Ignorance is Not Bliss

Dead men tell great tales. They really do. When a literary work stays in circulation for hundreds—or thousands—of years, you know it has captured something timeless about the human experience. One such timeless masterpiece is John Milton’s Paradise Lost. In recent past, we’ve spent some time exploring the poem, and while we won’t be systematically going through the rest of the book, I will, from time to time, post another entry into the blog series. (Eventually, we’ll get through the whole thing.) This week, let’s look at Books 5 and 6.

Book 5:
God sends the archangel Raphael down to earth to warn Adam and Eve about Satan.
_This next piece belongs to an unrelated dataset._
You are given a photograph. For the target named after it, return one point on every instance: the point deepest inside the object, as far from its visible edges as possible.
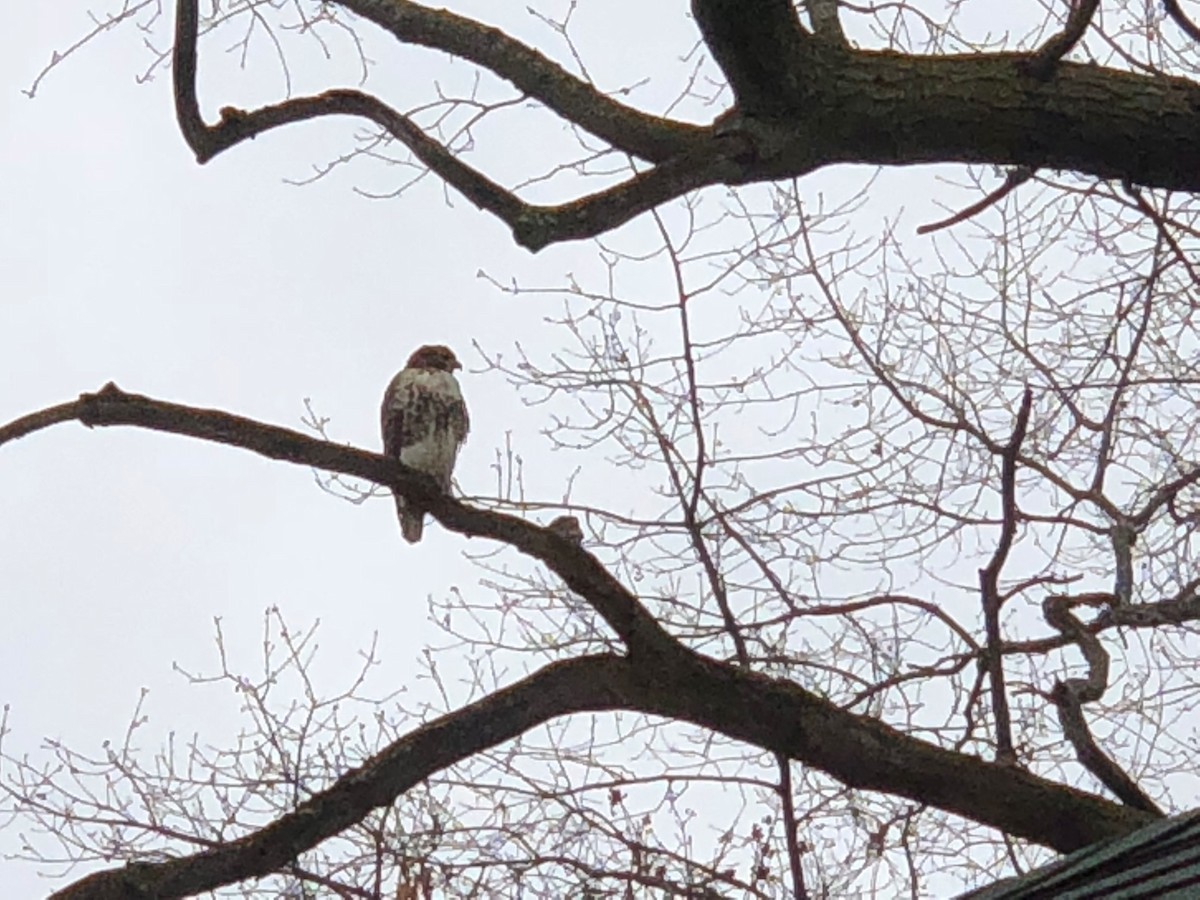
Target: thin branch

Raphael explains to them who Satan is, as well as how he used his authority to lead a third of the angels in revolt against God. Of all the legions under Satan’s command, only the seraph Abdiel remained unmoved by the seduction of his lies and refused to partake in the rebellion.

Book 6:
Raphael describes the war in Heaven to Adam and Eve: God sends His angels to do battle with Satan and his minions. Abdiel meets Satan head-on, striking him so hard that Satan falls back ten paces, shocking all who see. Then the battle rages, and on the third day, the fight still unending, God sends His Son into the fray, who chases down His enemies. Finally and fully overpowered, the rebellious horde is driven back to the wall of Heaven, which opens up. In terror, the demons dive into the hole, falling down into the place of punishment prepared for them.

It has been said that ignorance is bliss. But for many, it can be a form of denial. If we hide ourselves from disturbing truths, we may be able to enjoy their absence, but such a ruse will only work for so long. Whether in this life or the next, the truth will eventually come to light.
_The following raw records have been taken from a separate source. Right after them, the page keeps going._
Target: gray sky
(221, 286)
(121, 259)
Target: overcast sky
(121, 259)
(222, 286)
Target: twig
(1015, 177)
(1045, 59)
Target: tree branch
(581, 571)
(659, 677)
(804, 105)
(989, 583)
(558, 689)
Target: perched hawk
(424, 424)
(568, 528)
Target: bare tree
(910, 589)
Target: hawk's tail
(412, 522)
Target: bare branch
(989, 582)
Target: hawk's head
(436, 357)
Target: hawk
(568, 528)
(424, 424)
Delusional happiness, just like misery, loves company. In order to enjoy the promised “bliss” of ignorance, Satan in Paradise Lost must lie to himself—and attempt to convince others of these lies. Satan’s debate with Abdiel in Book 5 reveals a desire to twist the truth so that he can enjoy the confines of his own fake reality.
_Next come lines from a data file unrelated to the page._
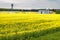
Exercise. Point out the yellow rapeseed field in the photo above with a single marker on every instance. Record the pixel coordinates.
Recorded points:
(12, 23)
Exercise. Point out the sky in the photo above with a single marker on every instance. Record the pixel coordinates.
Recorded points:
(30, 4)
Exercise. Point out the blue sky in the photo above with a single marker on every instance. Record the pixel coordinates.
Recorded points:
(30, 4)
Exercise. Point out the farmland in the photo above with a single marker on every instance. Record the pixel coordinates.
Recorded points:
(29, 26)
In response to Abdiel’s claim that God created everything (line 835ff), Satan asks, in essence, “Really? Can you remember when you were created? We have always been here—we are self-created, self-wrought” (line 853ff).

C. S. Lewis comments on this argument:

[I]f a creature is silly enough to try to prove that it was not created, what is more natural than for it to say, “Well, I wasn’t there to see it being done”? Yet what is more futile, since in thus admitting ignorance of its own beginnings it proves that those beginnings lay outside itself? Satan falls instantly into this trap (850 et seq.)—as indeed he cannot help doing—and produces as proof of his self-existence what is really its disproof. But even this is not Nonsense enough. Uneasily shifting on the bed of Nonsense which he has made for himself, he then throws out the happy idea that “fatal course” really produced himself, and finally, with a triumphant air, the theory that he sprouted from the soil like a vegetable. Thus, in twenty lines, the being too proud to admit derivation from God, has come to rejoice in believing that he “just grew” like Topsy or a turnip. (A Preface to Paradise Lost, 97-98)

This ignorance displayed by Satan is nothing like innocent unawareness. Rather, it is a willful denial of what every sentient being knows deep inside: that there is a God to whom we are accountable. No matter how hard one tries to suppress the truth, there is no getting around that God is “clearly seen” and “understood” through His creation, so that we are all “without excuse” before our Maker (see Rom. 1:20).

Some deny God with their lips. Others (even some professing Christians) deny Him by their actions. All of us will eventually face the Judge of the universe in the courtroom of eternity. At that time, denial will no longer be an option, and the willful ignorance of humanity—and Satan—will tragically lead to the very opposite of bliss.